Here’s the good news: One of the actors from Fierce, Anne Ryerson Hall, came to my monthly poetry group and read a scene from my play with actor Beverly Swanson. This went extremely well and, as the Brits would say, I was chuffed. A few weeks later, at Fierce, the first three scenes from my play got a solid reading. Again, it went well—the actors there are so talented. But the comments, when they came, were not always useful. I knew that I was expected to make revisions and bring the piece back in a few weeks. In theatre you’re always revising, and I understood this. And revise I did—but I didn’t rewrite. I wasn’t prepared for what happened next, during the last phase of my “audition period,” after which I was to receive a verdict about being accepted into the Company.

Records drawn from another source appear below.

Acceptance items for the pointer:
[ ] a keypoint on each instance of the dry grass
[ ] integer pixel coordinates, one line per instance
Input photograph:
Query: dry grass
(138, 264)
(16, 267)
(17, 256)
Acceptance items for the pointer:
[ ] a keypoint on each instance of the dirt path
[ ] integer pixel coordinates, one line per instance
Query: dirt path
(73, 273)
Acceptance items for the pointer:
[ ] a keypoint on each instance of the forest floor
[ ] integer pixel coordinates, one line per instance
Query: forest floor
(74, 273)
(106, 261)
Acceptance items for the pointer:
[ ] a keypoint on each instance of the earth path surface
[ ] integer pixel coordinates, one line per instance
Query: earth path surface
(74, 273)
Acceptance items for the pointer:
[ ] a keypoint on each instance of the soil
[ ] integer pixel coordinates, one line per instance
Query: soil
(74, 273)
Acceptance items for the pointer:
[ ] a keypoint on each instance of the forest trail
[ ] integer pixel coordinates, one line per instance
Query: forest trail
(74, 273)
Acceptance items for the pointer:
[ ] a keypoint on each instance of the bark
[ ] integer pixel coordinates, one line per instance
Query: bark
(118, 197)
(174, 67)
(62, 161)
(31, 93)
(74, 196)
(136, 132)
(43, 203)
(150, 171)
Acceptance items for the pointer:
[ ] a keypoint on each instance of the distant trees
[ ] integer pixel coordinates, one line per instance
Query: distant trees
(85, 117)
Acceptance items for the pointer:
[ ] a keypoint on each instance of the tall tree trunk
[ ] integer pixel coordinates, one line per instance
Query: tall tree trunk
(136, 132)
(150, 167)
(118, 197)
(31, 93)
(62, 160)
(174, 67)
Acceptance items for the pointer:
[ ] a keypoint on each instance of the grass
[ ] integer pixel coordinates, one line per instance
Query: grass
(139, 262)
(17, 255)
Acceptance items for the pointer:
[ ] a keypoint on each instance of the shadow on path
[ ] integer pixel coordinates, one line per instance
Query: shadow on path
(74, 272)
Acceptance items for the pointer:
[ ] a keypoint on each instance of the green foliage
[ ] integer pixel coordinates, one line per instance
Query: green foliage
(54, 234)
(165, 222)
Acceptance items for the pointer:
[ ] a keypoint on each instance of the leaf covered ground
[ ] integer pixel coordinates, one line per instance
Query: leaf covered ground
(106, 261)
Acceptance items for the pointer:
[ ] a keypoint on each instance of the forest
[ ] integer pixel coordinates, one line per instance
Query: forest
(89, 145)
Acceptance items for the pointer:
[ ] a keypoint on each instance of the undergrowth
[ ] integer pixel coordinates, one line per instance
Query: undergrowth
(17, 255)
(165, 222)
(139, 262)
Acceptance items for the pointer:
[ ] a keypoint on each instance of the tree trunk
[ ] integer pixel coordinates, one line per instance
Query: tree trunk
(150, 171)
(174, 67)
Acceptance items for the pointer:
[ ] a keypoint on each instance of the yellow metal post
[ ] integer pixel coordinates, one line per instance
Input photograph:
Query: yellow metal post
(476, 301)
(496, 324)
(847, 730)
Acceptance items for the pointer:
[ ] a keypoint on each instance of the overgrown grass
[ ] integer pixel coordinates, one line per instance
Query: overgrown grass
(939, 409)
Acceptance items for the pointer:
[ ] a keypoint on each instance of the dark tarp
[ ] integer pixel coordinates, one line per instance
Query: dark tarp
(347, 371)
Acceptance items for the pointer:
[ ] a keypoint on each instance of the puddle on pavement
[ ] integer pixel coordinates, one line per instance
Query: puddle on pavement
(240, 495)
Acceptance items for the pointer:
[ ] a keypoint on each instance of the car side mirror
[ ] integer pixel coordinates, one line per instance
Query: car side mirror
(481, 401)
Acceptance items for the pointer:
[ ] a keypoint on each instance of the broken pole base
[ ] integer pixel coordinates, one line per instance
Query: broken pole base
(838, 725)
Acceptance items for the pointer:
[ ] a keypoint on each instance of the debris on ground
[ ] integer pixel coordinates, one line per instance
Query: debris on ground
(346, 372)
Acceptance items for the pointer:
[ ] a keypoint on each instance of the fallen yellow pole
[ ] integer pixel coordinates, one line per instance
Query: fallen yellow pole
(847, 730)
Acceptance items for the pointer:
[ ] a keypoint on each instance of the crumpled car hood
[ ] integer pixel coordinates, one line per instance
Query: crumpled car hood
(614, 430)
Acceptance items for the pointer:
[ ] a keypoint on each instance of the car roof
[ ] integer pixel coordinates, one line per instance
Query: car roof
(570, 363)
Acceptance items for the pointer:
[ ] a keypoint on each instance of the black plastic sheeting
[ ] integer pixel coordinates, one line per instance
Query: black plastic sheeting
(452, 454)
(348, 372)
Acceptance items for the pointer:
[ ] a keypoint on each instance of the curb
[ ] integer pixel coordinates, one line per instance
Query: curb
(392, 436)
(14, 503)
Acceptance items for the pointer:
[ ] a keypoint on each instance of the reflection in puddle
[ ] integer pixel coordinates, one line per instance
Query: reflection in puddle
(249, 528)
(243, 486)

November 21 was a busy night (four different plays were to be done, I mean scenes from four different works-in-progress). My scenes from Revocable Trust came first. The actors read very, very fast and quietly. I was cupping my ears to understand them. The audience was losing patience. If these actors had been trying to sabotage me, they would have done exactly what they were doing: reading so fast and with no expressiveness or interest or care for what they were doing. Even before they were done, I was almost in tears. Playwright Tom Cavanaugh, sitting right in front of me, was taking copious notes and vigorously shaking his head. The scene ended and the applause was scattered and weak and deadly. I went up on stage, alone, to hear comments. The knives were out, and the assembled clique was gonna be Fierce. (I do not doubt this manuscript needed work.)
And when I say the knives were out, I need to stress that most of the comments were not that negative. It was the atmosphere in the room, after the miserable “performance,” that was so discouraging. But three of the room’s heavyweights—Paul Messinger, Clifford S. Blackburn, and Tom Cavanaugh—came at me hard. “Did you even try to rewrite after we saw this last time?” said Paul. Clifford said, “I don’t like any of it, not the characters, not anything.” Tom Cavanaugh (who’d been shaking his head so vigorously) now gave a deep critique that I couldn’t take it in because I was too upset. I then said to him, “So, I have too many words, I’m too verbose.” He got angry: “What kind of word is “verbose”? That’s a poetry word! This is theatre!”
After the night was over, I sometimes thought of the play scene and critiquing scene as my Fierce Baptism of Fire. Perhaps they all had a plan for me? Perhaps this was a ritual? To be taken apart by them and put back together in their image. Like fraternity hazing. “Yes, I’ll probably go back,” I said. “They have a plan for me, yes.” And I told myself, “Maybe they can see things I can’t.” But that wouldn’t account for the very poor reading. That wouldn’t account for the weekly awkwardness and snubs.
A few more days and nights went by and I knew my sixteen weeks at Fierce were at an end.
But it won’t be the end—trust me—of Revocable Trust.